Voice Proxy Architecture — Sceptic Review

Date: 2026-03-22 Author: Claude (sceptic reviewer) Status: Analysis complete — recommends architectural change

TL;DR

The Voice State Proxy is architecturally sound in theory but operationally fragile in practice. After three production failures and three fix attempts that didn’t address the actual problem, the pattern should be replaced. The root cause is almost certainly not a code bug — it’s Discord silently ignoring the Op 4 voice join request due to either missing channel permissions or a zombie gateway connection. But even if we fix the immediate cause, the credential-capture pattern will remain brittle.

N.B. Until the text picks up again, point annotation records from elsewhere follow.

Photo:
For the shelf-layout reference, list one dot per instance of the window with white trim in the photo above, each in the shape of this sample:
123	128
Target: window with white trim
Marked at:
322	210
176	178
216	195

I recommend switching to Gateway Audio Bridge — gateway owns the voice connection, streams audio to/from workers via gRPC.

1. Root Cause Analysis

What the logs tell us

20:13:03.246Z  INFO  "gateway: capturing voice credentials"
                     bot_user_id=1477441235500400671
                     application_id=1477441235500400671
20:13:03.246Z  INFO  "gateway: sent Op 4 voice state update"
20:13:13.249Z  ERROR "voice credential capture timed out"
                     got_voice_state=false got_voice_server=false

Key facts:

bot_user_id == application_id → PR #71’s ID mismatch fix was irrelevant
Op 4 returned successfully (log only appears when UpdateVoiceState() returns nil)
Neither VOICE_STATE_UPDATE nor VOICE_SERVER_UPDATE arrived
10-second timeout elapsed with zero events

What I verified in the code

I traced the full event dispatch chain through disgo v0.19.3 (pseudo-version dd3528ae9dd0):

Layer	Status	Evidence
Event listeners registered before Op 4	Correct	sessionctrl.go:376 `AddEventListeners` before :380 `UpdateVoiceState`
Type assertions match dispatch types	Correct	Listener expects `*events.GuildVoiceStateUpdate`, handler dispatches `&events.GuildVoiceStateUpdate{...}`
VoiceManager=nil doesn’t suppress events	Correct	voice_handlers.go:27-29 — VoiceManager check is independent of DispatchEvent call at :37-40
Event dispatch reaches all listeners	Correct	event_manager.go:147-171 — iterates all listeners, no filtering
Gateway intent set	Correct	`IntentGuildVoiceStates` in botconnector.go:76
Buffered channel prevents blocking	Correct	`credsCh := make(chan creds, 1)` at sessionctrl.go:319
Stale voice state cleanup	Correct	sessionctrl.go:299-312 — leave before rejoin
HasGateway() check	Weak	client.go:75-77 — just a nil pointer check, not a connection health check
Send() status check	Correct	gateway.go:351-359 — returns ErrShardNotReady if not StatusReady

Conclusion: The Go code is correct. If Discord sends voice events, they WILL reach the listeners.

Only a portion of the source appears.